Note that zipWtih op (x:xs) (y:xs) = (op x y):zipWith xs ys, which is how zipWtih appears to "move" right along the list. It's reading elements and spitting out sums:
Here's a more detailed step-by-step evaluation. (Although I'll paste copies of what's there, there's only one copy in memory.) I'll use .... for things I can't be bothered to write out.
fib = 0:1:zipWith (+) fib (tail fib)
= 0:1:zipWith (+) (0:1: .... ) (tail (0:1: .... )
= 0:1:(0+1:zipWith (+) (1:(0+1: .... )) ( 0+1:..... ))
= 0:1:1:zipWith (+) (1: ....) (......)
notice that now we know that zipWith (+) fib (tail fib) = 1:......
= 0:1:1:zipWith (+) (1:1: ....) (1:......)
= 0:1:1:(1+1):zipWith (+) (1:(1+1): .....) ((1+1):....)
= 0:1:1:2:zipWith (+) (1:2: .....) (2:....)
I'll go a little faster:
= 0:1:1:2:(1+2):zipWith (+) (2: .....) (....)
= 0:1:1:2:3 :zipWith (+) (2:3 .....) (3:....)
= 0:1:1:2:3:(2+3):zipWith (+) (3:(2+3):.....) ((2+3):.....)
= 0:1:1:2:3:5 :zipWith (+) (3:5:.....) (5:.....)
= 0:1:1:2:3:5:8 :zipWith (+) (5:8:....) (8:......)
= 0:1:1:2:3:5:8:13 :zipWith (+) (8:13:....) (13:......)
= 0:1:1:2:3:5:8:13:21:zipWith (+) (13:21....) (21:......)
At each stage, the last two arguments to the zipWith function are like pointers to (one and two positions) further up the fib list than we are at present.
In a word: laziness.

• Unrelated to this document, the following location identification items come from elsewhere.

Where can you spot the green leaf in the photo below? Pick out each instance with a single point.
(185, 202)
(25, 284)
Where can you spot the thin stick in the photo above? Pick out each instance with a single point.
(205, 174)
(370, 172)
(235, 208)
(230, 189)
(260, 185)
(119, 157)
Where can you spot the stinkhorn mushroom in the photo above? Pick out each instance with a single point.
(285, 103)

A list in Haskell is more like a generator: it will only compute values when they are demanded by something else.
For instance head [1 , 2+3] will not perform the addition, since it is not needed. Similarly, if we recursively let ones = 1 : ones, then head ones = head (1 : ones) = 1 does not need to evaluate all the tail.
You can try guessing what happens if we print a pair x, defined as follows:
x = (n, fst x + 1)
Above we use a (lazy) pair instead of a (lazy) list, but the reasoning is the same. Don't evaluate anything unless is it needed by something else.